LXXVII

—¡Levantada ya! —repitió Sofía al ver a su prima leyendo los periódicos.

María Benedita dio un respingo, pero en seguida se tranquilizó; había dormido mal, y se había despertado temprano. Dijo que ella no era de estar de juerga hasta tan tarde; pero la otra le contestó que debía acostumbrarse, que la vida en Río de Janeiro no era igual que en el campo, acostarse con las gallinas y levantarse con los gallos. Luego le preguntó qué impresión le había causado el baile. María Benedita se encogió de hombros con indiferencia, pero verbalmente respondió que buena. Las palabras le surgían escasas y flojas. Sofía, sin embargo, elogió que hubiera bailado tanto, salvo polcas y valses. ¿Por qué no podía también valsear? La prima la miró de mala manera.

—No me gusta.

—¡Cómo no te va a gustar! Es miedo.

—¿Miedo?

—Falta de costumbre —explicó Sofía.

—No me gusta que un hombre apriete mi cuerpo contra el suyo delante de los demás. Me da vergüenza.

Sofía se puso seria; sin defenderse ni continuar, habló del campo, le preguntó si era cierto lo que había dicho Cristiano, que quería irse a su casa. Entonces María Benedita, que había seguido hojeando los periódicos, respondió vivamente que sí; no podía vivir sin su madre.

—¿Pero por qué? ¿No estabas tan contenta con nosotros?

María Benedita no dijo nada; paseó la mirada por una hoja, como quien busca una noticia, mordiéndose los labios, inquieta y temblorosa. Sofía insistió en saber la causa del cambio repentino; la tomó de las manos y las encontró frías.

—Lo que tú necesitas es casarte —dijo al fin—. Y yo ya sé de un novio.

Era Rubião; ése era el proyecto de Palha, casar a su socio con la prima; así quedará todo en familia, le decía a su mujer. Ésta había tomado para sí la conducción del asunto. Ahora repetía la nueva a su prima: le tenía pronto un novio.

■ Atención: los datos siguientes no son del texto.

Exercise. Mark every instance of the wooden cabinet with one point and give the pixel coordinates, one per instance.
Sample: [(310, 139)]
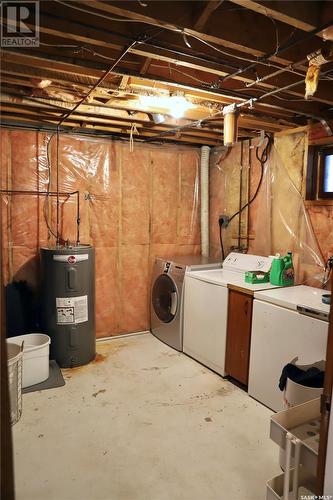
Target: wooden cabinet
[(239, 335)]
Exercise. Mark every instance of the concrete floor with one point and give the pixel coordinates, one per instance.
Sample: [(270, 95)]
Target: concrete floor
[(143, 422)]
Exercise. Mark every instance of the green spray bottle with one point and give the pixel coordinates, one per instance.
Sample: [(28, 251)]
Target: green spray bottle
[(282, 270)]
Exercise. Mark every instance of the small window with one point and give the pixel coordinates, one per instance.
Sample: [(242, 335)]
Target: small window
[(320, 173)]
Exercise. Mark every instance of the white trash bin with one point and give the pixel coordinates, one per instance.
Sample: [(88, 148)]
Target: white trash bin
[(14, 363), (36, 352)]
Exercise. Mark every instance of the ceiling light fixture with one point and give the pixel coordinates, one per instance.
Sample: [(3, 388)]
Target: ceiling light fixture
[(175, 105), (179, 105), (230, 125)]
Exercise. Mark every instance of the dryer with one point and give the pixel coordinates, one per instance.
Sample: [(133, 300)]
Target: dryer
[(167, 296)]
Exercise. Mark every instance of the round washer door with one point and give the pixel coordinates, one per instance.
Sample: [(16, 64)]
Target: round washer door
[(165, 298)]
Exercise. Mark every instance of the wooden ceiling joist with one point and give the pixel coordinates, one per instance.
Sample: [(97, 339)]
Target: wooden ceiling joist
[(190, 49), (298, 14)]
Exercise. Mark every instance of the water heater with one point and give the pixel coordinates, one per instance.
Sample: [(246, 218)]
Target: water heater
[(68, 303)]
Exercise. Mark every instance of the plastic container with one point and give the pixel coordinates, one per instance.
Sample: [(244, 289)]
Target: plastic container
[(306, 486), (282, 271), (36, 351), (14, 362)]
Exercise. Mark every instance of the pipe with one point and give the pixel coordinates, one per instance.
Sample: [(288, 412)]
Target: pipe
[(286, 481), (98, 83), (240, 195), (204, 194), (282, 49), (51, 193)]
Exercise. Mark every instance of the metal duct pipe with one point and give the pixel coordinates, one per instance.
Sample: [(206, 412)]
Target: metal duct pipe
[(204, 198)]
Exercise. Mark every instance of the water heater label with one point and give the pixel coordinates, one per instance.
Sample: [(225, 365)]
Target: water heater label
[(72, 310), (71, 259)]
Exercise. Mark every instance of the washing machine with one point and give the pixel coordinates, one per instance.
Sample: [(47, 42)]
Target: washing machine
[(167, 296)]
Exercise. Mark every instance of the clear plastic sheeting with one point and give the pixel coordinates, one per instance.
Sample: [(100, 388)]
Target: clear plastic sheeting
[(134, 206), (283, 224), (277, 221)]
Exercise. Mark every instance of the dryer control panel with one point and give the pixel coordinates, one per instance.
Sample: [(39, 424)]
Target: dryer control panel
[(167, 267)]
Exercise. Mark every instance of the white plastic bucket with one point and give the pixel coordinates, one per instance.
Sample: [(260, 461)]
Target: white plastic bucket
[(14, 363), (36, 352)]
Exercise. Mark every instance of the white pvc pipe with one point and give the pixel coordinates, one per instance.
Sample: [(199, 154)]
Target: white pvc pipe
[(286, 482), (204, 190), (297, 443)]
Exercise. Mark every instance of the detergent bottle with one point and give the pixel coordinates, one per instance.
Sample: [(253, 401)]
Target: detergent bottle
[(282, 270)]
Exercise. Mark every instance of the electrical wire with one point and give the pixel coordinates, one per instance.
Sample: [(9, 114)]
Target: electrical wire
[(46, 199), (86, 11), (262, 160)]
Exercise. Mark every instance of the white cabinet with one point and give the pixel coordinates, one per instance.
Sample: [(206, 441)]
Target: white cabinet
[(205, 322)]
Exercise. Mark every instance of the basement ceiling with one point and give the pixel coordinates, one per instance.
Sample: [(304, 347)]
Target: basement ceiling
[(104, 67)]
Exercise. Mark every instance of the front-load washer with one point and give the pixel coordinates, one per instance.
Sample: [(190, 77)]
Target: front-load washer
[(167, 296)]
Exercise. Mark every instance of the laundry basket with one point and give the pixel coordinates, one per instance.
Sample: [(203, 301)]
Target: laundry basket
[(14, 360)]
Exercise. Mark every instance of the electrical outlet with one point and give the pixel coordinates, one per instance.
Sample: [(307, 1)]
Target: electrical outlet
[(223, 220)]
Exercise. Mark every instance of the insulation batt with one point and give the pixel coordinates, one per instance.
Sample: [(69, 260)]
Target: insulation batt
[(134, 207)]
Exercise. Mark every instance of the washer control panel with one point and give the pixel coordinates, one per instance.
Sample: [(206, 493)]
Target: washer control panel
[(167, 267)]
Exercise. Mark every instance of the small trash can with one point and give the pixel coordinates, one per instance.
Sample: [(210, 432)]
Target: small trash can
[(14, 362), (36, 351), (296, 393)]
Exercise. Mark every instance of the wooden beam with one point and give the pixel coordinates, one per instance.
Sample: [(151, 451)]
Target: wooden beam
[(145, 65), (55, 65), (285, 12), (223, 41), (106, 113), (207, 11)]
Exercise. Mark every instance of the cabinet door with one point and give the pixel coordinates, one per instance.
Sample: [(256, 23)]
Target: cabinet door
[(238, 335)]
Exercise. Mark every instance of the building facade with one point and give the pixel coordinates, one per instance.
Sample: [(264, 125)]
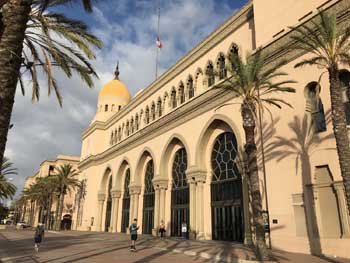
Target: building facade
[(171, 153), (33, 211)]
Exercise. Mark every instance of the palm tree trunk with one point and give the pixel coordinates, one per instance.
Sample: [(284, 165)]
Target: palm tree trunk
[(60, 210), (340, 130), (15, 17), (252, 164)]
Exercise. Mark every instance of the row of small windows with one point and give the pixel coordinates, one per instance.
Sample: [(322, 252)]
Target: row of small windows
[(314, 105), (178, 96), (112, 108)]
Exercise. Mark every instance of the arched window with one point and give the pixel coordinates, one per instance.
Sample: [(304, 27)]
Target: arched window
[(147, 115), (159, 107), (179, 193), (226, 190), (119, 133), (221, 66), (127, 131), (137, 122), (344, 78), (181, 93), (153, 111), (148, 199), (132, 125), (173, 98), (190, 87), (210, 74), (314, 107), (126, 202)]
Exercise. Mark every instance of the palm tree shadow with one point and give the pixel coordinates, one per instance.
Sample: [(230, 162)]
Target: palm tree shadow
[(304, 143)]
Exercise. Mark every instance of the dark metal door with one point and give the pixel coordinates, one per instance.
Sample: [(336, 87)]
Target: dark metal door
[(180, 212), (126, 202), (148, 200), (226, 191)]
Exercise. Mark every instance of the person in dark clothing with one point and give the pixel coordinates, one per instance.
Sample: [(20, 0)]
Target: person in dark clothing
[(38, 236), (133, 234)]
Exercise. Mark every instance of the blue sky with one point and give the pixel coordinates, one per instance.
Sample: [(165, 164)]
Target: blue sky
[(128, 28)]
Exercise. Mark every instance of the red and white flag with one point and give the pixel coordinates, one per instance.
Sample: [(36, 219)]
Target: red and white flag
[(159, 44)]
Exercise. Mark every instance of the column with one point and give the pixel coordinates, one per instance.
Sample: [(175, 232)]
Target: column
[(115, 208), (344, 216), (101, 196), (156, 208), (162, 203)]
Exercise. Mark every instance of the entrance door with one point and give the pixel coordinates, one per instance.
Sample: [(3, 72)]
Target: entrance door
[(226, 191), (148, 200), (180, 212), (126, 202)]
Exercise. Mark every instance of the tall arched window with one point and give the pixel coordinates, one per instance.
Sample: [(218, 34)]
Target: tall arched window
[(344, 78), (137, 122), (180, 212), (173, 98), (210, 74), (226, 190), (132, 125), (148, 199), (109, 205), (314, 107), (221, 66), (190, 87), (181, 93), (153, 111), (126, 202), (147, 115), (119, 133), (159, 107)]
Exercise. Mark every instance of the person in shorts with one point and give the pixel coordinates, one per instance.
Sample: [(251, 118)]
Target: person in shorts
[(133, 234), (38, 236)]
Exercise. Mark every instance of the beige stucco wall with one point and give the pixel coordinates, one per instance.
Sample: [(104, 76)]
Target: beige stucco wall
[(195, 125)]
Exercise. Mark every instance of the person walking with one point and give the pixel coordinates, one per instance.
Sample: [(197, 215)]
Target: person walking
[(133, 234), (161, 229), (38, 236)]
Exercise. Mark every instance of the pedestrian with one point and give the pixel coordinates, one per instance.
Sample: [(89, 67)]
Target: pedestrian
[(161, 229), (38, 236), (133, 233)]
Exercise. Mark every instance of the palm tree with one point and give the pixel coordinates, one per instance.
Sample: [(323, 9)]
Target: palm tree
[(66, 181), (330, 49), (32, 38), (7, 189), (252, 81)]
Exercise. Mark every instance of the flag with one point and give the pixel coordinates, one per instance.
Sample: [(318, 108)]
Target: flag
[(159, 44)]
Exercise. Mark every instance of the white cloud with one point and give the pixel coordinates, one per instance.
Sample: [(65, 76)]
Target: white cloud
[(43, 130)]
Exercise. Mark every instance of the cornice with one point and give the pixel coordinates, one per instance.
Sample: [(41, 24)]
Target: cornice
[(229, 26)]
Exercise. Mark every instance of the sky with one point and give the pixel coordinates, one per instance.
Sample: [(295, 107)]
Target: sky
[(128, 29)]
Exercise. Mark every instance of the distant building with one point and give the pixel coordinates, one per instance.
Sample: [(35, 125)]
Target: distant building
[(47, 168)]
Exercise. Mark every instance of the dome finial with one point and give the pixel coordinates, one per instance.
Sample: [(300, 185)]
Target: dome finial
[(116, 73)]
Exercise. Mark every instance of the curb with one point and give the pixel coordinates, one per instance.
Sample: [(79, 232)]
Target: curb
[(204, 255)]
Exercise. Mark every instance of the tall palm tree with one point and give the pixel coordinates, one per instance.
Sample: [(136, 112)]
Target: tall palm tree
[(32, 40), (330, 49), (7, 189), (66, 181), (252, 82)]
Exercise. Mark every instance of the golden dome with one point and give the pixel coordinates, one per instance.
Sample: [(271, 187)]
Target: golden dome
[(115, 88)]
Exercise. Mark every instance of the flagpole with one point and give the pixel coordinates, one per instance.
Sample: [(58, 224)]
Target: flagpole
[(157, 38)]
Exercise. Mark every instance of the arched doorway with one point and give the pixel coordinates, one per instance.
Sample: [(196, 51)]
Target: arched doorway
[(148, 200), (108, 205), (226, 190), (126, 202), (180, 212)]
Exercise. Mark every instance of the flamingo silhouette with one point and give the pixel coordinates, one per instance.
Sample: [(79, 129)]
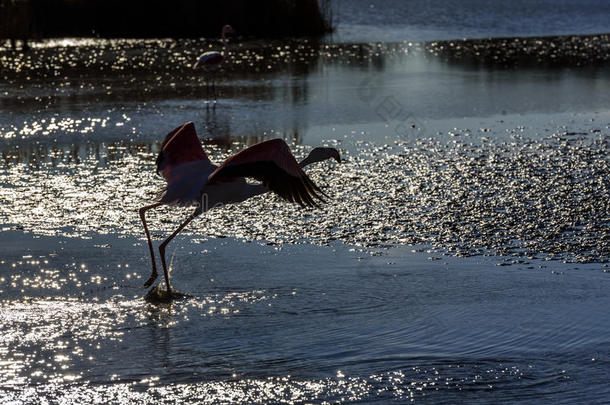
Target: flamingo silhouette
[(211, 61), (192, 179)]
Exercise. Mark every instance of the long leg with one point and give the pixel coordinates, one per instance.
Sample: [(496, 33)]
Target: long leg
[(152, 253), (166, 241)]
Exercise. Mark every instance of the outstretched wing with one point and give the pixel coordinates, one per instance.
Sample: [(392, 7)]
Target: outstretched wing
[(180, 146), (272, 163)]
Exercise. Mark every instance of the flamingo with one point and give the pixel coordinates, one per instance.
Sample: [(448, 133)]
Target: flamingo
[(192, 179), (211, 61)]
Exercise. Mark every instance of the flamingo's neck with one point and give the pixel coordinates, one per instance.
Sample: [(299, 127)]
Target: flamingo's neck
[(224, 43)]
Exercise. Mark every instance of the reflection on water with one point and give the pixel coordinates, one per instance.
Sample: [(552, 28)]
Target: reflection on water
[(292, 325), (81, 127)]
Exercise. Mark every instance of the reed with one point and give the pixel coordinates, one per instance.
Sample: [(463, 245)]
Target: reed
[(161, 18)]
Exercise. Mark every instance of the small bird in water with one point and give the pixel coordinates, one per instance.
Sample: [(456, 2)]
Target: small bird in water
[(211, 61), (193, 180)]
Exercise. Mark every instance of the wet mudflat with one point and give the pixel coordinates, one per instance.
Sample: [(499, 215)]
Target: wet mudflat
[(463, 256)]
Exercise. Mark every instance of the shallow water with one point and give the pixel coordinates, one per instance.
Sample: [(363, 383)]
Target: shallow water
[(432, 20), (295, 324), (463, 257)]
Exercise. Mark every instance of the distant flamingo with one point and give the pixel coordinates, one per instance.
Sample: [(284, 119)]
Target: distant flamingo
[(192, 179), (211, 61)]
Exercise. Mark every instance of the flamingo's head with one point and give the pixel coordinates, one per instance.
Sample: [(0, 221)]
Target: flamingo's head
[(227, 29)]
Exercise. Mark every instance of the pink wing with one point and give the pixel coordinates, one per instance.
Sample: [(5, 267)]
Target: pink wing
[(272, 163), (180, 146)]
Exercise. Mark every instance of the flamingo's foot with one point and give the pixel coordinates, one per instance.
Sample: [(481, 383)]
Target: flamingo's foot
[(151, 280), (158, 295)]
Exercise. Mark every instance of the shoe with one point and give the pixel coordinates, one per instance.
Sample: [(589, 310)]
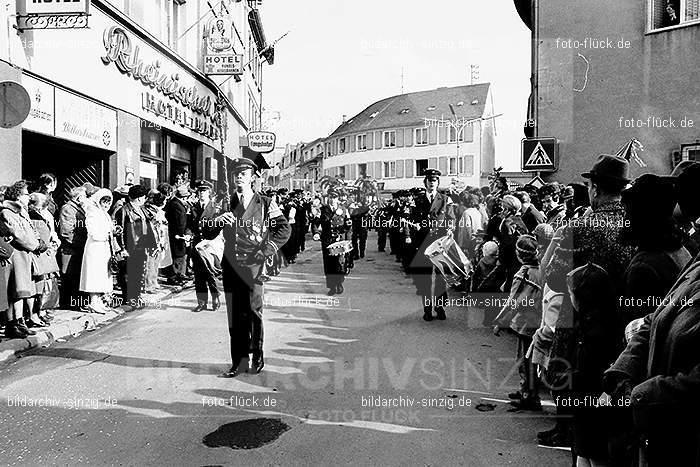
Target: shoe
[(258, 365), (31, 323), (23, 327), (12, 331), (557, 440), (440, 311), (517, 395), (527, 404)]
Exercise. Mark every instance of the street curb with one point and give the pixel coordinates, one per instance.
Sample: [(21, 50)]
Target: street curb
[(11, 349)]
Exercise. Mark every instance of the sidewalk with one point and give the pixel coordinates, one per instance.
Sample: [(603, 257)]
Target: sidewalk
[(68, 324)]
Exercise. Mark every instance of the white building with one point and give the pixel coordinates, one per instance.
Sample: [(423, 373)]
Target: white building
[(394, 140)]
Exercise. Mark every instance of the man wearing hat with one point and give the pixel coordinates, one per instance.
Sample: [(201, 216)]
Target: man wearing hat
[(137, 236), (176, 211), (435, 220), (200, 223), (253, 230)]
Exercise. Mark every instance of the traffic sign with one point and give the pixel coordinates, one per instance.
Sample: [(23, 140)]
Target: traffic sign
[(539, 155), (14, 104)]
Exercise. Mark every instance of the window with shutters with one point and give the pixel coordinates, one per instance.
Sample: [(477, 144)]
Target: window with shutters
[(452, 166), (361, 142), (421, 165), (390, 139), (389, 169), (421, 136), (666, 13)]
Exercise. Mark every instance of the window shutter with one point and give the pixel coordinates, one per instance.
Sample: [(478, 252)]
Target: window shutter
[(408, 163), (469, 165), (442, 131), (432, 135), (442, 166), (399, 168)]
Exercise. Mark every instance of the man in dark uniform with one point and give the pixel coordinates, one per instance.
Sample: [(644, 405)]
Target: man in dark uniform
[(254, 229), (200, 223), (435, 220), (334, 224)]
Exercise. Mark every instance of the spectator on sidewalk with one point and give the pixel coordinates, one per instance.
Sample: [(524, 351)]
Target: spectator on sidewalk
[(136, 238), (73, 235), (95, 277), (15, 223)]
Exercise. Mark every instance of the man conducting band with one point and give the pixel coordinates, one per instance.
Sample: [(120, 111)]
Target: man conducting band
[(434, 220), (254, 229)]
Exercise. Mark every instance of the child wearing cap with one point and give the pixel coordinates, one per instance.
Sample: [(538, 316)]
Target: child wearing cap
[(522, 313)]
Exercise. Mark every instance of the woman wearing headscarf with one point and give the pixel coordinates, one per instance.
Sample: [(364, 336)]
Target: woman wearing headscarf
[(16, 224), (45, 265), (95, 277)]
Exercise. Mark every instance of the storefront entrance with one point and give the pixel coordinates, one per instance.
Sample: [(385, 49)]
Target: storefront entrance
[(73, 164)]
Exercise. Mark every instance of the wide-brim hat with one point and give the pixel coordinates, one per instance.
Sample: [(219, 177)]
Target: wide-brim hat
[(610, 167)]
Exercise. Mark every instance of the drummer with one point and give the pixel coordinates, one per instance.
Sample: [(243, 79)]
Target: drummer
[(334, 223), (434, 220)]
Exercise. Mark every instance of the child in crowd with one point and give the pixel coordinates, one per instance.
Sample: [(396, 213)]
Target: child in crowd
[(522, 314)]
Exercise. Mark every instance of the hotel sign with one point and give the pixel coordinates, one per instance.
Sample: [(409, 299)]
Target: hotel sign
[(165, 96)]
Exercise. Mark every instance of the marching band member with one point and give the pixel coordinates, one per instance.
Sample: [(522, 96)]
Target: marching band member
[(435, 221), (334, 223), (254, 229)]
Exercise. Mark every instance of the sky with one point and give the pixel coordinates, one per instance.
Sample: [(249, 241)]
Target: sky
[(341, 56)]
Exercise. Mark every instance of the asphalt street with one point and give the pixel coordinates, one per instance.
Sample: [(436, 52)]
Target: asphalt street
[(358, 379)]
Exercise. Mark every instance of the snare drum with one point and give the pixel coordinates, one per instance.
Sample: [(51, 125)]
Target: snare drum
[(446, 255), (339, 248)]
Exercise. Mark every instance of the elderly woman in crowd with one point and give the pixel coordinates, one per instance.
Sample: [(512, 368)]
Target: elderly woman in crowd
[(15, 223), (45, 265), (95, 277)]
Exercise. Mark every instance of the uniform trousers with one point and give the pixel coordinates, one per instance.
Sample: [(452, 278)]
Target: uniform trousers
[(244, 305)]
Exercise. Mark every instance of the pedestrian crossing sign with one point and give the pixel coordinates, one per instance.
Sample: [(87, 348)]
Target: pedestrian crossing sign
[(539, 154)]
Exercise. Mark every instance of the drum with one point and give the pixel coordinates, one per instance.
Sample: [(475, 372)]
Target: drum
[(340, 248), (446, 255)]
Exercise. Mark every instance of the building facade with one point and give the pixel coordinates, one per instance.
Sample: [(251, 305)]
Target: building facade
[(125, 100), (605, 72), (394, 140)]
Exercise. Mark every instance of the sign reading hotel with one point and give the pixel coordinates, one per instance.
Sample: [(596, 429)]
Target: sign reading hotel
[(220, 58), (163, 95), (261, 141)]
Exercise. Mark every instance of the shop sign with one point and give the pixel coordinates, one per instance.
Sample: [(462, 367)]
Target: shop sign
[(223, 64), (165, 109), (125, 56), (261, 141), (41, 113), (85, 122)]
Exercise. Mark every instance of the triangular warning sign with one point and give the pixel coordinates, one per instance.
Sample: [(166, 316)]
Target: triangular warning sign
[(539, 156)]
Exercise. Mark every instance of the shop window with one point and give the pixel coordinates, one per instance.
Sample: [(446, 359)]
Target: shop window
[(421, 136), (421, 166), (665, 13)]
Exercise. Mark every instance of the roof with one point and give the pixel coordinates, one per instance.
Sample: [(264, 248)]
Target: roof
[(411, 109)]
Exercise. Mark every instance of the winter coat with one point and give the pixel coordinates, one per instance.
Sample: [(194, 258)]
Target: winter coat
[(94, 272), (662, 363)]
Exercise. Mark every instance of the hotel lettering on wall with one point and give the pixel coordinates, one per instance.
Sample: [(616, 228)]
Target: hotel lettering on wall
[(171, 99)]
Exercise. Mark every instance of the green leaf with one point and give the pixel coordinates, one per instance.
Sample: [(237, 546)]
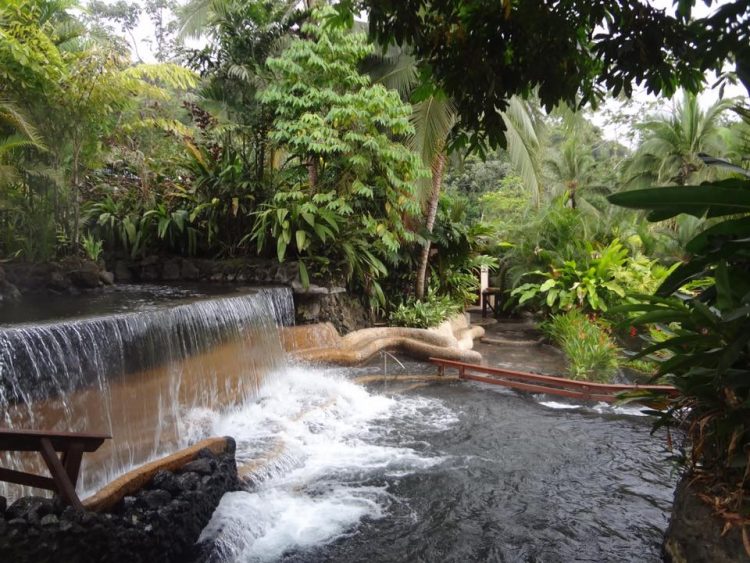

—¿Quién es? —preguntó María Benedita.

—Una persona.

¿Querrás creerlo, lector futuro? Sofía no podía soltar el nombre de Rubião. A su marido le había dicho que ya lo había propuesto, y era mentira. Ahora, cuando iba a proponerlo de veras, no lograba que el nombre le saliera de la boca. ¿Celos? Parecerá singular que Sofía, que no sentía amor por aquel hombre, se resistiese a darlo como novio a su prima; pero la naturaleza, amigo y señor mío, es capaz de cualquier cosa. Si inventó los celos de Otelo y del caballero Desgrieux, bien podía inventar los de una persona que, sin querer poseer, tampoco quería ceder.

—¿Pero quién? —insistió María Benedita.

—Luego te lo diré. Déjame primero arreglar unos detalles —respondió Sofía, y cambió de tema.

María Benedita cambió de expresión; la boca se le ensanchó de risa, una risa de alegría y esperanza. Los ojos agradecían la promesa y decían palabras imposibles de oír o entender, palabras oscuras:

—Le gusta bailar el vals; seguro que es eso.

¿A quién le gustaba bailar el vals? A su prima, por lo pronto. La noche anterior había bailado tanto, siempre con Carlos María, que no era improbable que la danza hubiese sido un pretexto. Ahora María Benedita concluía que el único e innegable motivo había sido ella. En los intervalos habían conversado mucho, cierto, pero, naturalmente, sobre ella, siendo que la prima se había tomado a pecho casarla y sólo le pedía que la dejase arreglar las cosas. Quizá él la encontrara fea, o sin gracia. Pero si su prima se había propuesto arreglar las cosas… Todo eso decían los ojos alegres de la muchacha.